Dessa maneira, a catástrofe científica e cultural no incêndio do Museu Nacional do Rio de Janeiro mostra como o país que Marinetti tanto elogiou no poema-reportagem “Brasiliane Velocitá” em 1926 realizou também ao pé-da-letra os slogans propagandistas do Futurismo. Definitivamente, o Brasil não sabe brincar…

Num conjunto de sincronismos, o Brasil pós-golpe torna real os delírios de Marinetti: destruir o passado, o patrimônio, a História e a memória para nos tornarmos mais leves e acelerarmos rápido para o futuro – temos até um ex-prefeito e candidato a governador do Estado de São Paulo obcecado com a ideia de “acelerar!”.

Memória, Ciência e História Natural viraram cinzas justamente na cidade brasileira mais amada pelo fascista Marinetti num momento em que um candidato fascista de extrema-direita se aproxima das eleições com reais possibilidades de chegar ao segundo turno – tá certo que Bolsonaro não é um “fascista” nos moldes de Mussolini, mas é tão deletério quanto…

Para o neoliberalismo brasileiro levado ao pé-da-letra, o passado pesa demais na nossa corrida para o futuro: Petrobrás, Getúlio Vargas, trabalhismo, Lula, sindicalismo, estatais, nacionalismo etc.

Para um país que almeja o empreendedorismo, a terceirização, as flexibilizações, as desregulamentações, as privatizações e o livre comércio, a redução a cinzas do Museu Nacional é simbólica – os custos da manutenção do conhecimento e memória pesam demais na futura miniaturização do Estado. E para o mercado, História e patrimônio não dão lucro. É tudo sólido demais para a “Modernidade Líquida” (Zygmunt Bauman) tão almejada pelos luminares do mercado financeiro.
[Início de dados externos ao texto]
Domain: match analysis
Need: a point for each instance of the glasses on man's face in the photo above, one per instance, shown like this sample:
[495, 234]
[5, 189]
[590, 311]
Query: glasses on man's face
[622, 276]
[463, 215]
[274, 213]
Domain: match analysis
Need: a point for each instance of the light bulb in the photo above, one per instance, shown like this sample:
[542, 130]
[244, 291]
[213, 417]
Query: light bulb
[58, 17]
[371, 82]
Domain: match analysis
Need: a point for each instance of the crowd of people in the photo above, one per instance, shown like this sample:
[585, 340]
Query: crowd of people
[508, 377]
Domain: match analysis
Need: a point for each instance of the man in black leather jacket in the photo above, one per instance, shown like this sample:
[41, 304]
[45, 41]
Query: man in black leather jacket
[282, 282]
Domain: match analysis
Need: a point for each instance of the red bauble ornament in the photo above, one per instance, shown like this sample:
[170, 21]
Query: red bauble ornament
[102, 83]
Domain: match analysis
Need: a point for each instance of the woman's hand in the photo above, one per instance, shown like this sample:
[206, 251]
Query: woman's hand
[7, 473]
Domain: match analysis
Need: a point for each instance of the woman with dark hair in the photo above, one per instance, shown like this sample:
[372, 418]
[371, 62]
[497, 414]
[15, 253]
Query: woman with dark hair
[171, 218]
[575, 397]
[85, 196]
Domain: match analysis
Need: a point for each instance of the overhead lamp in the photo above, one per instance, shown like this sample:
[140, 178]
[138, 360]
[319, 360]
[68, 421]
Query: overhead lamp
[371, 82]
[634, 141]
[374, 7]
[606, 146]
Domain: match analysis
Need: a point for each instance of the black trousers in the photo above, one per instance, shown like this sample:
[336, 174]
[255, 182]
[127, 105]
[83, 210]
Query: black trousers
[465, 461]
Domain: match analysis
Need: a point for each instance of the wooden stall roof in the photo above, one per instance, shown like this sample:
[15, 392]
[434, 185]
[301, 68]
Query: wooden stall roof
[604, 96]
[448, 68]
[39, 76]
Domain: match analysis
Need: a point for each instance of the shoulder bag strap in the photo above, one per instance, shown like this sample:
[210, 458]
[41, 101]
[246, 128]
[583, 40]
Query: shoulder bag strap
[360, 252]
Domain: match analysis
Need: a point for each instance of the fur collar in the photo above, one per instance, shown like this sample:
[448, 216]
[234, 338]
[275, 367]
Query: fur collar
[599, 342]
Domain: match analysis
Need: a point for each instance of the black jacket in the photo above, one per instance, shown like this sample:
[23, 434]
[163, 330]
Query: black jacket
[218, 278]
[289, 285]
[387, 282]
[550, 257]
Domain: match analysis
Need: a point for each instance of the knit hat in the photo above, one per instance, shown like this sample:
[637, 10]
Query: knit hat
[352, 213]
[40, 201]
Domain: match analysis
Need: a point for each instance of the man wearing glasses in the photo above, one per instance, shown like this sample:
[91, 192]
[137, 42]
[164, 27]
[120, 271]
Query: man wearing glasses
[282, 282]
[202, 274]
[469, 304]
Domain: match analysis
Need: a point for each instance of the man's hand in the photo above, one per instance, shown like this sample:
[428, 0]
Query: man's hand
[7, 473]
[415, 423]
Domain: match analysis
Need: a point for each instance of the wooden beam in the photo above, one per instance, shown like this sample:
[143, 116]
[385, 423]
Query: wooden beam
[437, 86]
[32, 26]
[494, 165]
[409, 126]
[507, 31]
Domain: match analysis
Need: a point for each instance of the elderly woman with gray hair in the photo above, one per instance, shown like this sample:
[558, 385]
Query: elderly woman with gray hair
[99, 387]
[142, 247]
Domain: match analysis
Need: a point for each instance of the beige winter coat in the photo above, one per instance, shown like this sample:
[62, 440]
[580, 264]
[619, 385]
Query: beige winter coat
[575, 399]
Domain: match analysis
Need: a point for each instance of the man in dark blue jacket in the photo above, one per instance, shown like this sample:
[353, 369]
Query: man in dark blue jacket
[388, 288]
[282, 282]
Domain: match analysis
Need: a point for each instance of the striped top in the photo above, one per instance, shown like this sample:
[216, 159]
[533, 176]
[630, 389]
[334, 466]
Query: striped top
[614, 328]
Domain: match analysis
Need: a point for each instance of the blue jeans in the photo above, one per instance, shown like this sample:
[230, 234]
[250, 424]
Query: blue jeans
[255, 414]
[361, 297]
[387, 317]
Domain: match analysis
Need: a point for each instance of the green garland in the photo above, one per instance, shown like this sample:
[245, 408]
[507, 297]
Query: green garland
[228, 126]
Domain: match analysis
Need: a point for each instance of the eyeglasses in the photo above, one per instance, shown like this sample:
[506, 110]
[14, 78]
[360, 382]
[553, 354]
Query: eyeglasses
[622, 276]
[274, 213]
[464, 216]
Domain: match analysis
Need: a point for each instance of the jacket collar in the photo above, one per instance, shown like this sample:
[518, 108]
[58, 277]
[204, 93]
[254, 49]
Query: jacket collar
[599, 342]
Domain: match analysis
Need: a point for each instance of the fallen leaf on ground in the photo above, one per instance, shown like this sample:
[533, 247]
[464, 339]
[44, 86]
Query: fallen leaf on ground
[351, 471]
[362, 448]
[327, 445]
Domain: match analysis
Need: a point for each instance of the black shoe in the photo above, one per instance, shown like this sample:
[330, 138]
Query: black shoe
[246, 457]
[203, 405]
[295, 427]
Memória afetiva tautista da Globo

E o tautismo (tautologia + autismo midiático) da emissora hegemônica de corações e mentes brasileiras, a Rede Globo, é o motor dessas coisas que aqui foram levadas a sério.

Como não poderia deixar de ser, a cobertura da emissora do terrível sinistro do Rio de Janeiro foi marcada por uma interpretação tautista de repórteres e apresentadores que, de tão fechados nas bolhas televisivas dos estúdios, passaram a relatar o incêndio a partir de uma narrativa que a Globo faz de si mesma.

O ponta pé inicial dos sintomas começou na Globo News, cobrindo o início da catástrofe no início da noite do domingo: “pega fogo um museu com DEZENAS de anos”… Na verdade com duas centenas de anos. Definitivamente, a História é um problema para a visão de mundo “líquida” da Globo.